Take, for example, the patient-centered program that sprung from a collaboration between Mpirik, Medtronic and St. Francis Hospital in New York. Their partnership in the cardiac care pathway helped augment physicians’ ability to identify, refer and treat patients, which led to interventions that may have otherwise been undetected. During a four-month period, 17 previously unidentified, undertreated patients were referred to a heart valve center — eight of whom received TAVRs. This evolving relationship addresses underserved populations and improves access to care.
What other types of strategies should be considered to help meet the needs of underserved communities? Finding ways to incentivize the right providers in the right locations, for one. There also are possibilities in perfecting the AI innovations that are rapidly revolutionizing healthcare, such as remote robotic procedures.

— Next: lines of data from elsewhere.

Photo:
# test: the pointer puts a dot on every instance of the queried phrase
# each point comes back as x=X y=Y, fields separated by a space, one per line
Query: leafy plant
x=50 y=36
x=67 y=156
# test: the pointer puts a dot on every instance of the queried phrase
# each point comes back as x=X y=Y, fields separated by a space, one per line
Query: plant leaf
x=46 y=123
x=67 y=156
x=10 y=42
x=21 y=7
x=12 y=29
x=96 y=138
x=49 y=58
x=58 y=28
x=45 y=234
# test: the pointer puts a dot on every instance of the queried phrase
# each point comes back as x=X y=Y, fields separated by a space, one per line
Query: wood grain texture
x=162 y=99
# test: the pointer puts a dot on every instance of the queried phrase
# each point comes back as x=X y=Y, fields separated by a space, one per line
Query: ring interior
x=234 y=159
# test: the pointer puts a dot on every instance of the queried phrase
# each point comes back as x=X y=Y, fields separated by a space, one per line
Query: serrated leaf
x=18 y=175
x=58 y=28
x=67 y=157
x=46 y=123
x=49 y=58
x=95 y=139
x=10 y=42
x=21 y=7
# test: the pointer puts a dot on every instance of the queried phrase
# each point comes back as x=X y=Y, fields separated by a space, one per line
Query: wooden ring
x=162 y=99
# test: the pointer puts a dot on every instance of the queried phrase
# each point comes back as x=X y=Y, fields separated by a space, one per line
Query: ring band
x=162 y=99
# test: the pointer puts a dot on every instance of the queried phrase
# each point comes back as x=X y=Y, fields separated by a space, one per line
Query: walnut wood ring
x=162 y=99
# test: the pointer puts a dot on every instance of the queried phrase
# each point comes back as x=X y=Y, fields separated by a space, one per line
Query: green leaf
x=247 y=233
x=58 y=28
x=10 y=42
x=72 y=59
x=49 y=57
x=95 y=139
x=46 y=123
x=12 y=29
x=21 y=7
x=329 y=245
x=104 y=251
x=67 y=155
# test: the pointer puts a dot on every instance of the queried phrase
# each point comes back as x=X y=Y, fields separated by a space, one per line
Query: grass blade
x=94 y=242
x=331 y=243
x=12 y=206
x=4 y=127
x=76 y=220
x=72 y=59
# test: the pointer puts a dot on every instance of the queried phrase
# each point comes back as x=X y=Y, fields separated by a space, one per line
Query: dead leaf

Equitable access to TAVR may be a puzzle, but it’s one that needs piecing together. Just look at the data, Mason said. True health equity means ensuring patients can receive the treatments they need to save both their lives and livelihoods — no matter where they live.
“I want to see the best care available to all people,” Mason said. “Just because you choose to live in a rural community doesn’t mean you deserve less effective care.”